Redação (24/12/2008)- Não foi por falta de aviso. Quatro anos após o alerta dos produtores, a “bolha do subprime agrícola” rompeu e empurrou a agricultura mato-grossense para a pior crise da sua história. A leitura deste cenário pôde ser tirada na semana passada, quando bancos ligados às grandes montadoras agrícolas – CNH (Case/New Holland) e DLL – começaram a apreender, nas fazendas, plantadeiras, tratores, pulverizadores e colheitadeiras dos produtores como garantia de pagamento. O banco da John Deere não fez apreensões ainda, mas está incluindo todos os produtores inadimplentes em serviços de proteção ao crédito como a Serasa. As apreensões estão ocorrendo devido ao não pagamento da parcela da dívida vencida no último dia 15 de outubro.
O acúmulo dos passivos do segmento pode ser comparado às hipotecas podres (subprime) que estouraram a crise mundial, inicialmente nos Estados Unidos. Já a bolha no agronegócio estadual teve início na safra 04/05 quando houve desequilíbrio entre custos de produção e cotação dos grãos, principalmente da soja, da qual, o Estado é o maior produtor nacional. Naquela ocasião, o dólar valorizado corrigiu o preço dos insumos agrícolas e na hora de negociar a safra, a desvalorização imperou sobre cotações e até mesmo sobre o câmbio. De lá pra cá, o subprime rural, se avolumou safra após safra, vindo a estourar agora.
Só este ano, de acordo com o Instituto Mato-grossense de Economia Agrícola (Imea), o montante das dívidas dos produtores a serem liquidadas junto aos bancos passa de R$ 1 bilhão, para uma dívida total estimada em cerca de R$ 10 bilhões.
Por enquanto, os nomes dos produtores executados estão sendo mantidos em sigilo. “Se o nome aparecer, ele poderá quebrar no dia seguinte porque não conseguirá mais financiamentos”, afirma o diretor administrativo da Associação dos Produtores de Soja e Milho do Estado (Aprosoja) e presidente da Comissão de Endividamento Rural de Mato Grosso, Ricardo Tomczyk.

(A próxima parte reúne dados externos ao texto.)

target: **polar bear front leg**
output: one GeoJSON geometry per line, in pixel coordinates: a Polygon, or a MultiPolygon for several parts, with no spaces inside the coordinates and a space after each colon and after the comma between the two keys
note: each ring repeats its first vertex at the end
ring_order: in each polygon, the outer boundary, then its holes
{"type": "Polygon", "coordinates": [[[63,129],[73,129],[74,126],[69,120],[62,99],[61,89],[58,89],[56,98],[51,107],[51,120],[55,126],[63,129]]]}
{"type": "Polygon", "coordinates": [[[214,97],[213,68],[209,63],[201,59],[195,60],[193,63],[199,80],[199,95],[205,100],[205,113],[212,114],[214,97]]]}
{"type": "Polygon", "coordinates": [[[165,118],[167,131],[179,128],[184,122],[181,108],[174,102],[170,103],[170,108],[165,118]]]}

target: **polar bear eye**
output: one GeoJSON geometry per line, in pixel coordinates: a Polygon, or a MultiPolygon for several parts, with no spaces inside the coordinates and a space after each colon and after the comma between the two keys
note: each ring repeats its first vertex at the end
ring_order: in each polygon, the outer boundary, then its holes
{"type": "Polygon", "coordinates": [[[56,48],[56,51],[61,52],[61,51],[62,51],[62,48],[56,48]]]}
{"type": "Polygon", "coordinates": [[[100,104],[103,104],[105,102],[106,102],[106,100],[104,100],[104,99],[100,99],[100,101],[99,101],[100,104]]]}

Na região sul do Estado, vários agricultores estão sendo surpreendidos com ordem de apreensão de máquinas e equipamentos agrícolas nas fazendas. Somente no cartório de Rondonópolis (210 quilômetros ao sul de Cuiabá), mais de 70 notificações extrajudiciais já haviam sido protocoladas pelos bancos e 16 apreensões de máquinas já estavam confirmadas. A investida dos bancos também alcança agricultores de Alto Garças (sul), Barra do Garças (leste), Diamantino (médio norte), Sorriso (norte) e Campo Novo (noroeste), com o número de execuções podendo ultrapassar a 40.
“Dezenas de produtores já foram notificados pelos bancos, que não estão respeitando a resolução 3637/CMN, que dá prazo até 12 de dezembro para o produtor protocolar o pedido de negociação da dívida”, denuncia o presidente do Sindicato Rural de Sinop (503 quilômetros ao norte de Cuiabá), Antônio Galvan.
“De norte a sul do Estado estamos sofrendo o ataque dos bancos. É uma insensatez, não poderia ocorrer num pior momento, justamente agora que as máquinas estão em uso total. Alguém poderia explicar como vamos fazer os tratos culturais e colher o que foi plantado este ano?”, questiona o presidente da Comissão de Endividamento Agrícola do Estado, Ricardo Tomczyk.
MAGGI – Em entrevista esta semana à Agência Folha, o governador Blairo Maggi (PR) admitiu que a agricultura brasileira está diante de uma das mais graves crises da história. E, segundo ele, com conseqüências imprevisíveis para o agronegócio, setor que nos últimos anos tem sustentado a política econômica do governo federal e estadual.
Ainda de acordo com Maggi, a diferença do momento atual em relação às outras crises do setor está na dificuldade de obtenção de crédito, com as tradings ou com as instituições financeiras nacionais e internacionais. "O problema é que o fluxo de caixa, que antes era obtido com o crédito, praticamente secou".
Segundo levantamento da Federação da Agricultura e Pecuária do Estado (Famato), os produtores estão sem perspectivas de crédito para a próxima safra e 70% dos agricultores deixaram de pagar seus débitos na parcela de R$ 1 bilhão do financiamento de máquinas agrícolas que venceu em 15 de outubro. “Não temos qualquer perspectiva. A situação realmente é dramática e não sabemos o que irá acontecer na frente”, diz o presidente da entidade, Rui Ottoni Prado.
Para ele, os bancos que estão executando os produtores estão com uma política totalmente equivocada. “É preciso uma intervenção do governo para impedir que os bancos se aproveitem deste momento e afundem ainda mais a agricultura no caos”, alertou.